Marisol est une dirigeante kichwa péruvienne qui a mené des luttes telles que la contestation de la compagnie pétrolière TotalEnergies concernant l'achat de crédits carbone auprès du parc national de la Cordillère Azul (PNCAZ), ce qui a entraîné la dépossession du peuple kichwa de son territoire ancestral.
En tant que dirigeante ayant fait ses preuves, et participant à une COP à plusieurs reprises, Marisol a déclaré que c'est au peuple lui-même de se faire une place au sein d'une structure qui ne tient pas compte des voix autochtones lors de la prise de décisions.
« Là-bas [à la COP], nous avons cherché à avoir nos propres espaces, nous avons programmé nos présentations, mais rien de lié à l'État ou aux espaces de prise de décision », a-t-elle déclaré.
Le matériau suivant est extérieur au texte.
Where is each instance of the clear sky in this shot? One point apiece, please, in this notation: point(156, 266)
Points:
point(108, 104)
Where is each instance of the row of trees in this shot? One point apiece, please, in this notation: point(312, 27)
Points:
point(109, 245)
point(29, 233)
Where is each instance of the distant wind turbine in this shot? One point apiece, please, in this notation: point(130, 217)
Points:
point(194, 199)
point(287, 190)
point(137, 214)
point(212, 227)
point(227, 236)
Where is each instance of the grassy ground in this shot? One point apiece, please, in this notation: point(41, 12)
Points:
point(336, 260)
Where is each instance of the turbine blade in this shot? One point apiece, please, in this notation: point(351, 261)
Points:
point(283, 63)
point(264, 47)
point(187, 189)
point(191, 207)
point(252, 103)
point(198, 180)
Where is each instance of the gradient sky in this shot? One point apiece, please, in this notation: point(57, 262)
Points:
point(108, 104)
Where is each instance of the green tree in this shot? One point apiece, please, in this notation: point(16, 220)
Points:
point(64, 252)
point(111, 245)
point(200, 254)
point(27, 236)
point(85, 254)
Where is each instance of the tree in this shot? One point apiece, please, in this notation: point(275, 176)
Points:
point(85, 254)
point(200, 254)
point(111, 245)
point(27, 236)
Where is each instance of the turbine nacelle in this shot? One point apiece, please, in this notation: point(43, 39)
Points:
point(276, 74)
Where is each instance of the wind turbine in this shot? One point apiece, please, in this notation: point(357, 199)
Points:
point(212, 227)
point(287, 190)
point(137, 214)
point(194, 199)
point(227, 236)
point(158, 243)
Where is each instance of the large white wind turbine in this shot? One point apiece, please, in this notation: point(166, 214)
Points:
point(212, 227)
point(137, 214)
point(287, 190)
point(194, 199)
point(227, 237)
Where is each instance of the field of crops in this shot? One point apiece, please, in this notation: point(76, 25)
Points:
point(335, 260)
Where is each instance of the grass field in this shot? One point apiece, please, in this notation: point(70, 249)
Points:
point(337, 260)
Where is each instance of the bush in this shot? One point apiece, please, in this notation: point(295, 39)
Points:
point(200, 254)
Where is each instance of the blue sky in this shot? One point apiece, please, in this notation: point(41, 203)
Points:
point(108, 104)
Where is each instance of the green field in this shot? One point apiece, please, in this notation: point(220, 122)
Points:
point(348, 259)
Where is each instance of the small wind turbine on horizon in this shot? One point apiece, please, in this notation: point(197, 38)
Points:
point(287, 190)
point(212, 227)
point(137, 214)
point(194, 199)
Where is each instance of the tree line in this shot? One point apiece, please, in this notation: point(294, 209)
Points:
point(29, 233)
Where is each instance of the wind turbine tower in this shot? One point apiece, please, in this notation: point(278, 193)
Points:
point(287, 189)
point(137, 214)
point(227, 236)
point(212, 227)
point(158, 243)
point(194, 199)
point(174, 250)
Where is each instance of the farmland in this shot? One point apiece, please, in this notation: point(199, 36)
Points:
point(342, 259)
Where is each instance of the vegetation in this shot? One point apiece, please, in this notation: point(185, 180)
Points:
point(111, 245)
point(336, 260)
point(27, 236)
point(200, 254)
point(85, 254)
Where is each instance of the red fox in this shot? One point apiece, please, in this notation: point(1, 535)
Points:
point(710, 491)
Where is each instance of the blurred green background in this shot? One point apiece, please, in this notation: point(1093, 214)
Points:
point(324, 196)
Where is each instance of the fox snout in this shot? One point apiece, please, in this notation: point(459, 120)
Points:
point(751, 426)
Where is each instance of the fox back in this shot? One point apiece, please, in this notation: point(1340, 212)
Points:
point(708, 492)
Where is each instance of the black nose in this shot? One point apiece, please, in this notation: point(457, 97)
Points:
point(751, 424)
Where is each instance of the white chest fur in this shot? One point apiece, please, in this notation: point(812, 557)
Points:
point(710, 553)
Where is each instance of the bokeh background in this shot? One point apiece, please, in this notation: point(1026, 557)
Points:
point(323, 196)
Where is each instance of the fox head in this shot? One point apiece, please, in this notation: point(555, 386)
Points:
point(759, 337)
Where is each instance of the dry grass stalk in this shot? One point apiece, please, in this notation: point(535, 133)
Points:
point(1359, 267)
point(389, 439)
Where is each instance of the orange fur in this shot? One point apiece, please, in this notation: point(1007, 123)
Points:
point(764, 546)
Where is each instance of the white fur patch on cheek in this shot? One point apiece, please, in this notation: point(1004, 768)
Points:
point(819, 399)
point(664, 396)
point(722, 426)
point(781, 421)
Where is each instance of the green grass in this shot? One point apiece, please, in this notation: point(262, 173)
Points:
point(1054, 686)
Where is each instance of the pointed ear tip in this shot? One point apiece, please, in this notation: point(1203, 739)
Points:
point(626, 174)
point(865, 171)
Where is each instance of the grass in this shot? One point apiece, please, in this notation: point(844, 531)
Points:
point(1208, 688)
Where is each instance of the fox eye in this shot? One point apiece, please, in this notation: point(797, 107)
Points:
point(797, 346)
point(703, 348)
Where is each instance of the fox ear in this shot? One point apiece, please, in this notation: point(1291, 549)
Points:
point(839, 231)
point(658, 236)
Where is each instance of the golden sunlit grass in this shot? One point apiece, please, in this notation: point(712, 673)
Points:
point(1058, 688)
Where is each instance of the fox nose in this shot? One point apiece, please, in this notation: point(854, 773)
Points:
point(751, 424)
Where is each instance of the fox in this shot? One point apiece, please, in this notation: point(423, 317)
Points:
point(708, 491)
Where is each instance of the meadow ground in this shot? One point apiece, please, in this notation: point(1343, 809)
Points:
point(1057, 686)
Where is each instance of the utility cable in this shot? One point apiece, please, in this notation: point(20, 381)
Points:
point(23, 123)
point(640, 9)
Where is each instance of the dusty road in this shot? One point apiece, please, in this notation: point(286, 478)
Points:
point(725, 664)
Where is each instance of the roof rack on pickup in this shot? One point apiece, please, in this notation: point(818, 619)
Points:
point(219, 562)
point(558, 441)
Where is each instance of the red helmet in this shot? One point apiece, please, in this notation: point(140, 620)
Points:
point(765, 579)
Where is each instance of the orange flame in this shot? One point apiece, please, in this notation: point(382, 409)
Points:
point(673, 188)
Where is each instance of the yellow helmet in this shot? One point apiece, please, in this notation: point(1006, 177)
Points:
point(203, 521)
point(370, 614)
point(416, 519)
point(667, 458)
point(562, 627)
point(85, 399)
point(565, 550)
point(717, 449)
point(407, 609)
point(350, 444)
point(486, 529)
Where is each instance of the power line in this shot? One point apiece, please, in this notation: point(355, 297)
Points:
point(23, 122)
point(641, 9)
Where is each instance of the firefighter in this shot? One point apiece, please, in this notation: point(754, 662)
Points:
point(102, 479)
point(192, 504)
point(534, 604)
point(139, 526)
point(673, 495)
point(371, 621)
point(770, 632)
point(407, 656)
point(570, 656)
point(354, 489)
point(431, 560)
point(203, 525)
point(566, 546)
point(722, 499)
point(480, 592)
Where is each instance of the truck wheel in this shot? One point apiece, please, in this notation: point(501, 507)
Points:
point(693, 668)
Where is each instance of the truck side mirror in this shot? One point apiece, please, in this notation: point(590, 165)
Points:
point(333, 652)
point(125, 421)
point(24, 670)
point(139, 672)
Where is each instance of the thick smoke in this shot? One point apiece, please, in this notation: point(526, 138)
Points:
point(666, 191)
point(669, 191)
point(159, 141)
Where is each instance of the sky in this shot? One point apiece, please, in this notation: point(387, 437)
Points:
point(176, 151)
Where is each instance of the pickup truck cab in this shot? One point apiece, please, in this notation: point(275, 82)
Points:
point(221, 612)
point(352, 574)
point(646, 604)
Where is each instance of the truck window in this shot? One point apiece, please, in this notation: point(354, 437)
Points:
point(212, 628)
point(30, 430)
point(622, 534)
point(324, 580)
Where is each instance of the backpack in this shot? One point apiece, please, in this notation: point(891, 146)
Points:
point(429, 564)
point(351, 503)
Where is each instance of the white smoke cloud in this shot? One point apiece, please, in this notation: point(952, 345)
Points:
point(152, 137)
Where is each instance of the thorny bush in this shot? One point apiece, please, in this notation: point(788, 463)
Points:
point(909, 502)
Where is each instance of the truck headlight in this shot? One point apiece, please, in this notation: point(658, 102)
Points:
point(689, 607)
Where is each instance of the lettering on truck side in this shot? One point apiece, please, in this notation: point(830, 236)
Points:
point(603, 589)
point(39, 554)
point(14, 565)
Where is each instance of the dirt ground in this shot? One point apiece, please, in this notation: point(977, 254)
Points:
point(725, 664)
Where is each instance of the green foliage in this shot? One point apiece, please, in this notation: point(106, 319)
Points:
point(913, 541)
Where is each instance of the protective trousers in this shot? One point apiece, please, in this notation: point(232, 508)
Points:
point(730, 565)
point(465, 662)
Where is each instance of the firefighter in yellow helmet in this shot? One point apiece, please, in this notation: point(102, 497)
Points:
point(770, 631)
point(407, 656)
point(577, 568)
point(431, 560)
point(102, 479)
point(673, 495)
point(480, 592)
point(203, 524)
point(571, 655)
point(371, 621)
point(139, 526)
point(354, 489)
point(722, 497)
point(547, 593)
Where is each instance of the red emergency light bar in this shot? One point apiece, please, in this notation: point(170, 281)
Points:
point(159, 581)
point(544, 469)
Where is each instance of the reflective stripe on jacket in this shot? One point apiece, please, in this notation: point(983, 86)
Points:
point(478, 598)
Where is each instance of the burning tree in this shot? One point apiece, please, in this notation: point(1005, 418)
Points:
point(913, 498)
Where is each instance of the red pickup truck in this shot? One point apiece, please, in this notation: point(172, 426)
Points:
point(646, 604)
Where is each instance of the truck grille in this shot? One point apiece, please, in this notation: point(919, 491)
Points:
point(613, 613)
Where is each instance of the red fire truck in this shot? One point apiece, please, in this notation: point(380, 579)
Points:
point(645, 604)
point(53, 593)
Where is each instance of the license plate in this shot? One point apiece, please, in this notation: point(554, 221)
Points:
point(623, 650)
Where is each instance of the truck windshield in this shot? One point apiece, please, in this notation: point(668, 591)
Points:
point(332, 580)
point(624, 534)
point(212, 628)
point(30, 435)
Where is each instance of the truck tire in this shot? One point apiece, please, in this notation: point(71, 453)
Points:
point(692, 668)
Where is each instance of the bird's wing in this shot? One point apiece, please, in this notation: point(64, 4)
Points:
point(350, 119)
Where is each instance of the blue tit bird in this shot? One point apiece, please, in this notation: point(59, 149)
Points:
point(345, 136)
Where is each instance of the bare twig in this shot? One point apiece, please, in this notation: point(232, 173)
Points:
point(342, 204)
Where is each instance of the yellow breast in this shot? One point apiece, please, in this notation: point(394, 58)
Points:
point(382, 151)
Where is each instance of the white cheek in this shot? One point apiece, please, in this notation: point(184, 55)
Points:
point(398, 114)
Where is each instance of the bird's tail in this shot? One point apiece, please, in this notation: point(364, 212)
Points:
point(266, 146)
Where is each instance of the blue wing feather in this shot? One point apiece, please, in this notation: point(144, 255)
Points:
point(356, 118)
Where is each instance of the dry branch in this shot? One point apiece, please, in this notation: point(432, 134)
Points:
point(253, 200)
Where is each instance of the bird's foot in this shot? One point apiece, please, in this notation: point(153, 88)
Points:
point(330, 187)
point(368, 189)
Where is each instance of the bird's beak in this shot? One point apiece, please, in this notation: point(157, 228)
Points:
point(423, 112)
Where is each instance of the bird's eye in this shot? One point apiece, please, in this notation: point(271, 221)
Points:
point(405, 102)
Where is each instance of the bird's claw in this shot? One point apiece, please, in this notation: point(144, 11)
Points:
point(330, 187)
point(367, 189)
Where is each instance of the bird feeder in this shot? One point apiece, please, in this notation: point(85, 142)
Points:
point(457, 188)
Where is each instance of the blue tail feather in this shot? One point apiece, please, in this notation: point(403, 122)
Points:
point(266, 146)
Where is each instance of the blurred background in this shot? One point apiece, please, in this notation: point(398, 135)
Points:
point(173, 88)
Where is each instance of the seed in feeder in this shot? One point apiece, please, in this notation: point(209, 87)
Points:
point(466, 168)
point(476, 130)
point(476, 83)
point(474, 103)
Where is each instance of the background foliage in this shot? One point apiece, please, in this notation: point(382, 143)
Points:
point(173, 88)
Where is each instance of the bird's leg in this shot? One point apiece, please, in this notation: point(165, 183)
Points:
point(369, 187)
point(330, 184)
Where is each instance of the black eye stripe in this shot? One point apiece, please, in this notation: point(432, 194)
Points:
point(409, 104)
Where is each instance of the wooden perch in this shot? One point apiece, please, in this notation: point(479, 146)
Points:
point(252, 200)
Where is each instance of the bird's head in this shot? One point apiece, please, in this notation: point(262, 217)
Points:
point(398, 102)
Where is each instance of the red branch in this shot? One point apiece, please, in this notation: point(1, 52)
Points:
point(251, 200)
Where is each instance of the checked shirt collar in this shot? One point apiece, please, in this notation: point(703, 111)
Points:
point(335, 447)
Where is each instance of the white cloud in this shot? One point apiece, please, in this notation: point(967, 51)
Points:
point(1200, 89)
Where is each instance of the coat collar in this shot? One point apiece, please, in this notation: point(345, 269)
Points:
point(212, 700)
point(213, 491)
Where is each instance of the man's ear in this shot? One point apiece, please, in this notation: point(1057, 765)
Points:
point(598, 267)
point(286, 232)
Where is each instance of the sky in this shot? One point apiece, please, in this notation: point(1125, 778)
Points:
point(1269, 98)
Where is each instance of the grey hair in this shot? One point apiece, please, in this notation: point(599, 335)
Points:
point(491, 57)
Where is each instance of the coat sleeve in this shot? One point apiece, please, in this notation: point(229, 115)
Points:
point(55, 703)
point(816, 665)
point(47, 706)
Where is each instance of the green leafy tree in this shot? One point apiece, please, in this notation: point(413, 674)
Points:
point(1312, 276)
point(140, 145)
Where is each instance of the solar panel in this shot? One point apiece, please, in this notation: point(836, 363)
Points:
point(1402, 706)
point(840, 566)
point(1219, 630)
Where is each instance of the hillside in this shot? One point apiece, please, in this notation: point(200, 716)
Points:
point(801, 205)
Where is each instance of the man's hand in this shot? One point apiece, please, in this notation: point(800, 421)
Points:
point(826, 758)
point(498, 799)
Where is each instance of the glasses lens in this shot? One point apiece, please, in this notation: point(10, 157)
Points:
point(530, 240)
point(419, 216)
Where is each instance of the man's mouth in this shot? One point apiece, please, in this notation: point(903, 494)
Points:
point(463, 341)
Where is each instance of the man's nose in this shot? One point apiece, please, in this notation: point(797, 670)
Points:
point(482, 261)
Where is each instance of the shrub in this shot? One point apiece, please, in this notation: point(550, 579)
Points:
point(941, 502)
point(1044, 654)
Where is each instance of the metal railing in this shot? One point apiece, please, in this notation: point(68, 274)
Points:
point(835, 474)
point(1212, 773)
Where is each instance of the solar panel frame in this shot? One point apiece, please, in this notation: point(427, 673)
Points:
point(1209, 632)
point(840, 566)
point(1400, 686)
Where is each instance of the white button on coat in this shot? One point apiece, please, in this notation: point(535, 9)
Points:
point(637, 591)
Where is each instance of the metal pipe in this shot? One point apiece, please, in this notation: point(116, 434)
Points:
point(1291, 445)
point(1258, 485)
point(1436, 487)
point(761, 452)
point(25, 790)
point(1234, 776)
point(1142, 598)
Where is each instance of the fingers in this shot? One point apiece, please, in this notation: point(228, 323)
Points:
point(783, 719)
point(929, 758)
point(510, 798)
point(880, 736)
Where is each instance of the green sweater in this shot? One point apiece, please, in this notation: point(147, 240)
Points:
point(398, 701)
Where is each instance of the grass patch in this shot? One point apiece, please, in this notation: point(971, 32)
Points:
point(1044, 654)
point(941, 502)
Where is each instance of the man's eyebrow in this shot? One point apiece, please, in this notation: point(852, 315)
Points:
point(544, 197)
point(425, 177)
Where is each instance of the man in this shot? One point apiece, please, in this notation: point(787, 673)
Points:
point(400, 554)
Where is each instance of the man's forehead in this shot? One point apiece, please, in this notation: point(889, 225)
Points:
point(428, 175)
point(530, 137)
À cela s'ajoutent des limitations telles que la langue, comme elle l'a rappelé à propos de la COP27, qui s'est tenue à Charm el-Cheikh, en Égypte.
« Grâce à un allié, nous avons réussi à entrer dans une des salles où se trouvaient des présidents et des ministres de différents pays, mais le problème, c'est que tout le monde parlait anglais. C'était un peu gênant, car on nous a dit que nous ne pouvions pas entrer dans ces salles, faute d'interprète et de discussions en anglais. Comment négocier face à une telle barrière linguistique ? » a-t-elle déclaré.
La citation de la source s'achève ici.